Related Skills — Skill Routing
| If the user wants… | Use |
|---|
| On-endpoint local LLM (Ollama): scan prompts, shadow-AI, provenance, policy | ai-guardian (this skill) |
| GPU inference cluster serving/ops | another AIops-tools skill for cluster serving |
| Hypervisor / storage / backup / container / network ops | the matching AIops-tools skill |
Common Workflows
Find shadow (unsanctioned) local models
list_models → every model with its allow/deny verdict; anything allowed:false is shadow AI
anomaly_report → a one-shot rollup of shadow models + digest drift + high-risk / blocked prompts
- Tighten the policy:
set_model_allowlist(["llama3.*", "qwen*"]) so future shadow models are refused at pull_model
Stop secrets leaking into a local model
- Route the call through the guard:
guarded_generate(model, prompt, block_threshold="high")

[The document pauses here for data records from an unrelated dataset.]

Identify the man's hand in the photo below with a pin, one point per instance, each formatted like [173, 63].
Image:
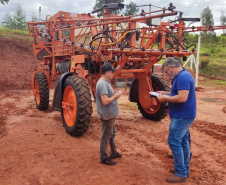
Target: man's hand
[163, 93]
[105, 100]
[117, 95]
[161, 98]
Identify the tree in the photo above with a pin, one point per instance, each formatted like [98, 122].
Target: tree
[98, 4]
[223, 23]
[131, 9]
[4, 1]
[17, 21]
[207, 20]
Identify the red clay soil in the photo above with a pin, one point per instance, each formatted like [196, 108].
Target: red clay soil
[36, 150]
[16, 63]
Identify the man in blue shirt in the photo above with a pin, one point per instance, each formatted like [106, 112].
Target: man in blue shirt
[182, 111]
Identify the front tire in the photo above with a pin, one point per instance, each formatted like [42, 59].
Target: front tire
[77, 109]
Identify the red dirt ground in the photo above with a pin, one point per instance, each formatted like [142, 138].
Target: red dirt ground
[35, 149]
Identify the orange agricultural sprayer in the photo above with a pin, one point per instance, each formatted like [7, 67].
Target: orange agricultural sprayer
[70, 49]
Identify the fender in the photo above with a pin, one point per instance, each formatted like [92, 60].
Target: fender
[133, 93]
[58, 93]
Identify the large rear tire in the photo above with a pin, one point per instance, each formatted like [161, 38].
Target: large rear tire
[158, 111]
[77, 109]
[41, 91]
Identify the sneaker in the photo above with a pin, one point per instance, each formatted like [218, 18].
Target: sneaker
[172, 170]
[117, 155]
[176, 179]
[108, 161]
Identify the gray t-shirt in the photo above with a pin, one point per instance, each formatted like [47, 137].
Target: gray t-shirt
[109, 111]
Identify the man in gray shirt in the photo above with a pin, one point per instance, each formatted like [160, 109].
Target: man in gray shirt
[107, 110]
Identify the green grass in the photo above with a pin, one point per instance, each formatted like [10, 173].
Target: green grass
[17, 34]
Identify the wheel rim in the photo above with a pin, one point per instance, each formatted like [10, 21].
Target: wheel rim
[37, 95]
[70, 111]
[154, 108]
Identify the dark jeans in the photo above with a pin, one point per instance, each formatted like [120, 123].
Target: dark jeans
[108, 135]
[179, 143]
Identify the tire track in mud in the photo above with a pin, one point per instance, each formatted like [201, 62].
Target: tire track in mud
[152, 146]
[208, 166]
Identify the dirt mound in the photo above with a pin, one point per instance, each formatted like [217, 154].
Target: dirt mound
[17, 63]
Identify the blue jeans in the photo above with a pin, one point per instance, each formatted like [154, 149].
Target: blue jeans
[179, 143]
[108, 136]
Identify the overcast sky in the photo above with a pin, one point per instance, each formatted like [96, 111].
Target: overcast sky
[191, 8]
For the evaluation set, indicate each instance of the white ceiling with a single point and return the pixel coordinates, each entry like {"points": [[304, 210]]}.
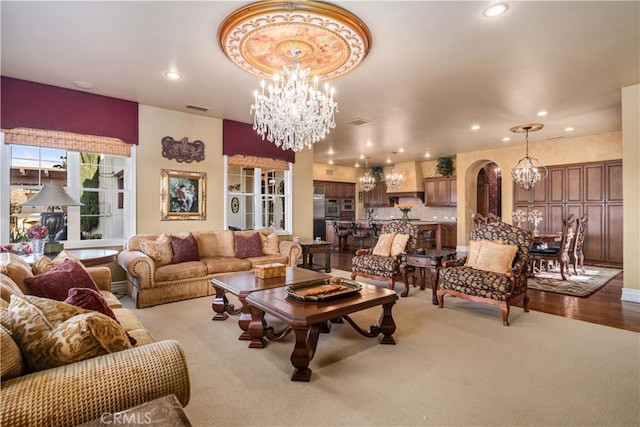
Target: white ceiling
{"points": [[434, 69]]}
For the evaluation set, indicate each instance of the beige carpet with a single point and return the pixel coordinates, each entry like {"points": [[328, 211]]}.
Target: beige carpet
{"points": [[456, 366], [582, 284]]}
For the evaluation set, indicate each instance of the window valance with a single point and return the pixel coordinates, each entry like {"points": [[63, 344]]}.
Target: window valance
{"points": [[258, 162], [33, 105], [67, 141]]}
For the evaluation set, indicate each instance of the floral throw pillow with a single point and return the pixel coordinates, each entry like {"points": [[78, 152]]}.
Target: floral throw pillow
{"points": [[55, 283], [247, 247], [159, 250], [93, 300], [52, 333], [184, 250]]}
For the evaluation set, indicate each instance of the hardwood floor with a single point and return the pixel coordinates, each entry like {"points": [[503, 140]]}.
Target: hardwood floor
{"points": [[604, 307]]}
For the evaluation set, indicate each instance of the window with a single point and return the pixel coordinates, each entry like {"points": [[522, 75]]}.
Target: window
{"points": [[258, 197], [98, 181]]}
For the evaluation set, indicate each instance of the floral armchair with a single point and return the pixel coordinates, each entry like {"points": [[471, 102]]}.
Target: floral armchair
{"points": [[385, 268], [469, 279]]}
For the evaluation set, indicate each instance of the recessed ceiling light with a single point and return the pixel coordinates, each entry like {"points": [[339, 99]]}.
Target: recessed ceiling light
{"points": [[495, 10], [173, 75], [83, 84]]}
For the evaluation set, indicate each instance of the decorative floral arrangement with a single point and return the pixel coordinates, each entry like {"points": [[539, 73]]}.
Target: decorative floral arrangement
{"points": [[518, 217], [37, 232], [17, 248], [535, 217]]}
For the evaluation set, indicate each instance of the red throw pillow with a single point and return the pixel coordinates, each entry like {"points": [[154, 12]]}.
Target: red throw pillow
{"points": [[93, 300], [55, 283], [184, 249], [248, 246]]}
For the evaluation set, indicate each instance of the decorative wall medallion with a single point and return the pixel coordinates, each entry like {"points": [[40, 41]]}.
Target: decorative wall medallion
{"points": [[235, 205], [183, 150], [259, 38]]}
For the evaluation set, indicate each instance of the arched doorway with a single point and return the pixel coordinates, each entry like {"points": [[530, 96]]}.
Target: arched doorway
{"points": [[489, 190]]}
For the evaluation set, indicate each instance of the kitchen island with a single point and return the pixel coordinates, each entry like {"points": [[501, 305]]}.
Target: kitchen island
{"points": [[432, 233]]}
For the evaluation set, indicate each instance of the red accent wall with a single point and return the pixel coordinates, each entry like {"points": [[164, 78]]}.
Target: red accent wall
{"points": [[240, 138], [36, 105]]}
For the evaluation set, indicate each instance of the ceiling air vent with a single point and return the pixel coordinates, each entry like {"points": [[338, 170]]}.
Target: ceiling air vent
{"points": [[359, 121], [197, 108]]}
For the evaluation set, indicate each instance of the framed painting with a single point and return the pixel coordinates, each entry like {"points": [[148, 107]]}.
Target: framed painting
{"points": [[183, 195]]}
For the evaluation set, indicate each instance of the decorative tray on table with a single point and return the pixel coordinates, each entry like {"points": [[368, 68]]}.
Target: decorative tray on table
{"points": [[322, 290]]}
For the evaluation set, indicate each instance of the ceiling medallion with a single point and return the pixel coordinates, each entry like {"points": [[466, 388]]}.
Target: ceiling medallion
{"points": [[260, 37]]}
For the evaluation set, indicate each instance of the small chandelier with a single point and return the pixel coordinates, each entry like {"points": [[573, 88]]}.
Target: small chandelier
{"points": [[528, 171], [394, 179], [292, 113], [367, 181]]}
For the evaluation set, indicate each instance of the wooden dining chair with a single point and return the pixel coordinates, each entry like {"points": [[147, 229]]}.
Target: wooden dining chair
{"points": [[577, 249], [557, 254]]}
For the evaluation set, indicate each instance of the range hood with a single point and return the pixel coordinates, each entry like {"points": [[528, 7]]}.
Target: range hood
{"points": [[412, 183]]}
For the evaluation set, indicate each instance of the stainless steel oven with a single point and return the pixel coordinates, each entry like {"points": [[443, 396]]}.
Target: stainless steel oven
{"points": [[347, 205], [332, 208]]}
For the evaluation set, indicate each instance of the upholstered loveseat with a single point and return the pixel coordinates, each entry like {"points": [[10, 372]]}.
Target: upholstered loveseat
{"points": [[80, 391], [154, 277]]}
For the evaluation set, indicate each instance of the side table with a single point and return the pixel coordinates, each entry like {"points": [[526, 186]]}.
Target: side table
{"points": [[316, 247], [430, 259]]}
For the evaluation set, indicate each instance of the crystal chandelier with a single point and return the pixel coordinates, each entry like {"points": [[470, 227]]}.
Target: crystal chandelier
{"points": [[292, 113], [394, 179], [367, 181], [528, 171]]}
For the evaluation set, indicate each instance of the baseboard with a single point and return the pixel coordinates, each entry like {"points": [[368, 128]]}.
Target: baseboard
{"points": [[630, 295]]}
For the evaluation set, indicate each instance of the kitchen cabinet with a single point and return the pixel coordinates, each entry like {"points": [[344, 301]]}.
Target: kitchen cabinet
{"points": [[441, 191], [449, 235], [377, 198], [594, 189], [337, 190]]}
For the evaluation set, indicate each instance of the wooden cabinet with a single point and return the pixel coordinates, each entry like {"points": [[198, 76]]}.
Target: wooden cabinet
{"points": [[337, 190], [377, 198], [441, 191], [449, 235], [590, 188]]}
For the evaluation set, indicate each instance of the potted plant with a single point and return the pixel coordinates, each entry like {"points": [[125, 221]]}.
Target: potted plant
{"points": [[444, 166]]}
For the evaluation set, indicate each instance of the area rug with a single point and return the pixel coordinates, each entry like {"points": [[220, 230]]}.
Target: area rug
{"points": [[581, 285]]}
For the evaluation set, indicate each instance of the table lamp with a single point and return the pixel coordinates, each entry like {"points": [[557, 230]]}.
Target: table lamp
{"points": [[52, 195]]}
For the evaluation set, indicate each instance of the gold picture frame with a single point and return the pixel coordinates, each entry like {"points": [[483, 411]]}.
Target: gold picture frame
{"points": [[183, 195]]}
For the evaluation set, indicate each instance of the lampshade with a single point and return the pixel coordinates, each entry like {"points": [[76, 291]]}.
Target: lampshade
{"points": [[51, 194]]}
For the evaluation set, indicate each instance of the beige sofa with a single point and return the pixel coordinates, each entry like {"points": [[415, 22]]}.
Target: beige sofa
{"points": [[82, 391], [149, 284]]}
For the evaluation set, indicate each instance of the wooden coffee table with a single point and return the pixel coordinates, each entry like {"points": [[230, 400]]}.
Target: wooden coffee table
{"points": [[243, 283], [308, 319]]}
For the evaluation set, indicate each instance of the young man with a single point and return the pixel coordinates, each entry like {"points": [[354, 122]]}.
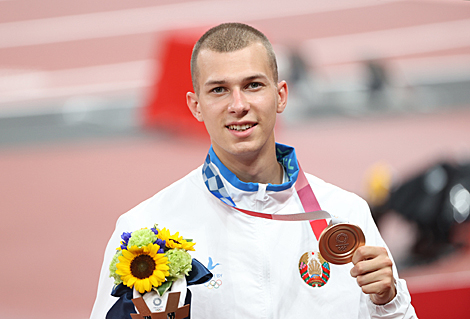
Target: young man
{"points": [[263, 268]]}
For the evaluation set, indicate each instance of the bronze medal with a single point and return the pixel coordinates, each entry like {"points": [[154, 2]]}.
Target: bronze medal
{"points": [[338, 242]]}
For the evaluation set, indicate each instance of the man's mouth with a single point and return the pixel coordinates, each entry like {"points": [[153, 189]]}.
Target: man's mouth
{"points": [[240, 128]]}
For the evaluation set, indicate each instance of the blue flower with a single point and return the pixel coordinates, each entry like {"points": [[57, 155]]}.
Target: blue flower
{"points": [[125, 239]]}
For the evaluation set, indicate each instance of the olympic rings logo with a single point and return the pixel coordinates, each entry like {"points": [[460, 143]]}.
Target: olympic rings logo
{"points": [[214, 284]]}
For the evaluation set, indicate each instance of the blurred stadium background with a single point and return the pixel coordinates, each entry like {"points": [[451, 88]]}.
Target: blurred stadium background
{"points": [[93, 120]]}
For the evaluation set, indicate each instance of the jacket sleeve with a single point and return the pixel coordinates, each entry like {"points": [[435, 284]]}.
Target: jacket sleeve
{"points": [[399, 307]]}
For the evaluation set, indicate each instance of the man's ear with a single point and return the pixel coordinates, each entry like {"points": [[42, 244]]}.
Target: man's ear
{"points": [[193, 104], [282, 96]]}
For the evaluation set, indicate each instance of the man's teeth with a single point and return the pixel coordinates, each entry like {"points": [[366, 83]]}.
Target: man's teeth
{"points": [[240, 128]]}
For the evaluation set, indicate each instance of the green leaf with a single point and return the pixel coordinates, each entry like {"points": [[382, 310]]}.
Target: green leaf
{"points": [[164, 287]]}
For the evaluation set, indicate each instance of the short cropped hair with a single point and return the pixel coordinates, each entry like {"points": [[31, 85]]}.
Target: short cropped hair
{"points": [[230, 37]]}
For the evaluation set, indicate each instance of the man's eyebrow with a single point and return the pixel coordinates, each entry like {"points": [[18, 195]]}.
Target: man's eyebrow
{"points": [[215, 82], [255, 77], [247, 79]]}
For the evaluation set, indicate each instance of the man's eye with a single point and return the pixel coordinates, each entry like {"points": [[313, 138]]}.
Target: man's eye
{"points": [[218, 90], [254, 85]]}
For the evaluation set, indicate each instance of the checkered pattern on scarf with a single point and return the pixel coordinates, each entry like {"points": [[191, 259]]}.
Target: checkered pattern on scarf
{"points": [[214, 183]]}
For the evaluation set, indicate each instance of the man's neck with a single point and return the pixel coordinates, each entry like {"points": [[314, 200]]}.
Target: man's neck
{"points": [[255, 168]]}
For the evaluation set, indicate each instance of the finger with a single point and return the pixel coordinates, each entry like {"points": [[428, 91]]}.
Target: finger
{"points": [[372, 265], [384, 276], [368, 252]]}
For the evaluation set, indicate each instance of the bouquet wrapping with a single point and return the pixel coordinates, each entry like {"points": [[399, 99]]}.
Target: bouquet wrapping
{"points": [[150, 263]]}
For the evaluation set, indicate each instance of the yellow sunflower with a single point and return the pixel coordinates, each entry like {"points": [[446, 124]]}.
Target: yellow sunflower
{"points": [[142, 267], [175, 240]]}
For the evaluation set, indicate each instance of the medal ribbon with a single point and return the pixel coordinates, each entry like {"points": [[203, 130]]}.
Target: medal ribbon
{"points": [[311, 207], [312, 210]]}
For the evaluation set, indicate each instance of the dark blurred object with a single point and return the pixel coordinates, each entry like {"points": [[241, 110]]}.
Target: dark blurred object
{"points": [[437, 201], [377, 84]]}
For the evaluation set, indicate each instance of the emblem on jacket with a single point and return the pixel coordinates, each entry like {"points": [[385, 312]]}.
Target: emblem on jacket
{"points": [[314, 269]]}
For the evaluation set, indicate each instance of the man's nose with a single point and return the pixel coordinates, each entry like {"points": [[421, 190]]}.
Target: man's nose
{"points": [[239, 103]]}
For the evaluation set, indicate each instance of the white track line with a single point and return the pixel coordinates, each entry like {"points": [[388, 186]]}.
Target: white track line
{"points": [[80, 81], [159, 18], [390, 43]]}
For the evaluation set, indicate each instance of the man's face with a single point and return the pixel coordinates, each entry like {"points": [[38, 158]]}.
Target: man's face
{"points": [[238, 101]]}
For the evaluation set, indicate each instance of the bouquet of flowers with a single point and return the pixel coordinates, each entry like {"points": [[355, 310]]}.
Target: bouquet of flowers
{"points": [[151, 260]]}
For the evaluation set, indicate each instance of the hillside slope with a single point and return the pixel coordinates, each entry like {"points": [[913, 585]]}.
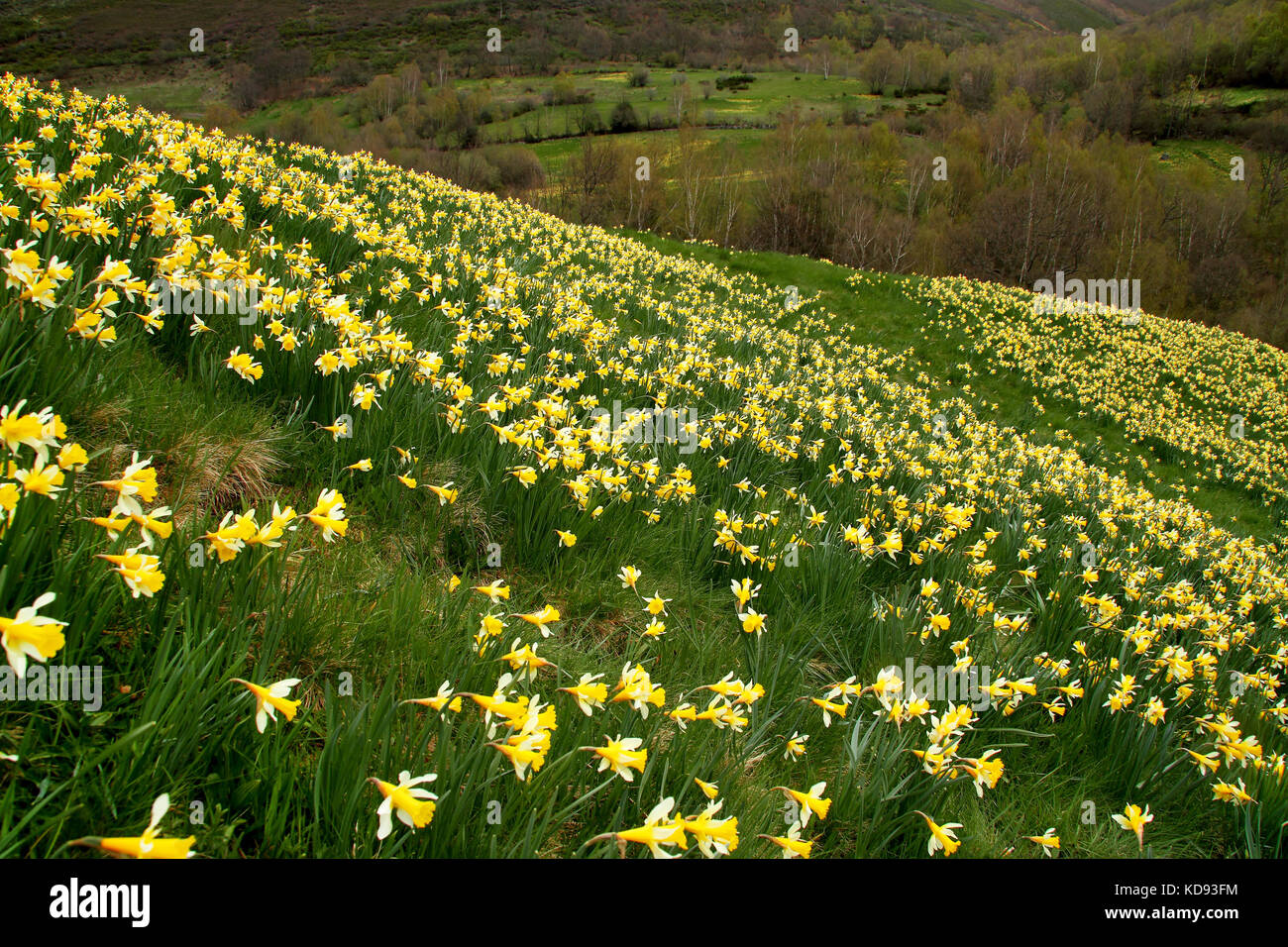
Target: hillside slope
{"points": [[408, 474]]}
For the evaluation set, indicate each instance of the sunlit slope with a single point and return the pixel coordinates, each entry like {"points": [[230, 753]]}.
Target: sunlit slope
{"points": [[436, 361], [1214, 401]]}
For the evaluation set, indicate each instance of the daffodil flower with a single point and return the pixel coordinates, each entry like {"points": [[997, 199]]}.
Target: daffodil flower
{"points": [[31, 635], [147, 845], [791, 844], [542, 618], [809, 802], [270, 698], [1133, 819], [415, 806], [588, 693], [941, 836], [1048, 840], [622, 755]]}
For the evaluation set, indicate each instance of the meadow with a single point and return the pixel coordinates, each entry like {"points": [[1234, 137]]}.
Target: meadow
{"points": [[369, 552]]}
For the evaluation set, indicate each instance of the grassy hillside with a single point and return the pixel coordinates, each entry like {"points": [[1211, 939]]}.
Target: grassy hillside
{"points": [[386, 480]]}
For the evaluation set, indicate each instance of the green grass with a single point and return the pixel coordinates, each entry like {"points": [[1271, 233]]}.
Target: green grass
{"points": [[369, 621], [887, 316]]}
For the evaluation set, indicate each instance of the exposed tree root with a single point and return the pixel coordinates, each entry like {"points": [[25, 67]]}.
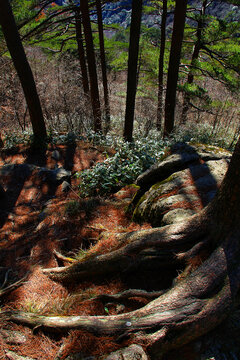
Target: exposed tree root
{"points": [[136, 249], [60, 256], [13, 286], [128, 294], [191, 308], [199, 301]]}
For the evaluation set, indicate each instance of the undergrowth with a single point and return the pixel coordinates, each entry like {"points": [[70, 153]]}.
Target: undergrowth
{"points": [[130, 159]]}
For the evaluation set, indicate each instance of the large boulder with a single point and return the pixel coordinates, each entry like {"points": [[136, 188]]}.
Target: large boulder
{"points": [[181, 185]]}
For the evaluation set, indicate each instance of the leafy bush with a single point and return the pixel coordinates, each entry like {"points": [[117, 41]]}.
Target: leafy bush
{"points": [[129, 161]]}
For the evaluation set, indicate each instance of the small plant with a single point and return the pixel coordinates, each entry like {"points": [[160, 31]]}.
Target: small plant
{"points": [[129, 161]]}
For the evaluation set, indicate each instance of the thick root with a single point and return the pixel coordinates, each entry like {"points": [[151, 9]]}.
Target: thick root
{"points": [[13, 286], [190, 309], [137, 248]]}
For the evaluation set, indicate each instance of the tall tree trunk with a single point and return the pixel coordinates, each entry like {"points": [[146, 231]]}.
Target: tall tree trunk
{"points": [[205, 295], [174, 62], [81, 52], [103, 65], [92, 70], [132, 68], [23, 69], [161, 66], [195, 55]]}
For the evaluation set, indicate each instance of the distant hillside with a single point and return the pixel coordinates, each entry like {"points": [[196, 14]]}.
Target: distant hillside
{"points": [[120, 12]]}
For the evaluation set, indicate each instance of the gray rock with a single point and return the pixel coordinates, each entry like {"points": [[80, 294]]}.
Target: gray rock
{"points": [[133, 352]]}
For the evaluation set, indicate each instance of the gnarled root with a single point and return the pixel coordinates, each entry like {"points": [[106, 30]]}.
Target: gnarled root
{"points": [[190, 309], [159, 246]]}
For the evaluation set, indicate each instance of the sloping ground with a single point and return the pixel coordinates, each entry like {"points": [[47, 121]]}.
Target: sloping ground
{"points": [[180, 185], [42, 219], [37, 220]]}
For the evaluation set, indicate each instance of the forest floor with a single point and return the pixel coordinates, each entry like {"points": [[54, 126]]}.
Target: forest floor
{"points": [[36, 221], [40, 218]]}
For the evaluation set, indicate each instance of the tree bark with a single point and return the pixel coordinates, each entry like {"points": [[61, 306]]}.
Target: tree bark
{"points": [[23, 69], [132, 69], [103, 66], [92, 70], [173, 67], [161, 66], [195, 55], [81, 52]]}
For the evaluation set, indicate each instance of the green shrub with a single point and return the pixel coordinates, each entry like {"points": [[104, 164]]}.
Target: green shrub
{"points": [[129, 161]]}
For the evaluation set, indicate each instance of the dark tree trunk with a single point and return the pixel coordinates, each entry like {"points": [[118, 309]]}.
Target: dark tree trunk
{"points": [[23, 69], [81, 53], [207, 292], [132, 68], [103, 65], [161, 66], [92, 70], [195, 55], [173, 67]]}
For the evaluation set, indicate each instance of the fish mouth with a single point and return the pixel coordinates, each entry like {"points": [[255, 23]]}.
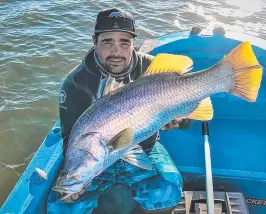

- The guard scans the prompt (secrets/PII/code/jailbreak), records it to the usage log, and blocks before Ollama if the risk band is
>= high or the model is disallowed
- Review what was caught with
usage_events(allowed=False) — the raw prompt is never stored, only its length + redacted findings
Detect a tampered / re-pulled model
- Pin the trusted digest once:
pin_model_digest(model, digest) (digest from list_models / model_details)
- Later,
model_provenance → any model whose current digest differs from its pin shows status: DRIFT (re-pulled / tampered weights)
Scan a prompt before sending (no model call)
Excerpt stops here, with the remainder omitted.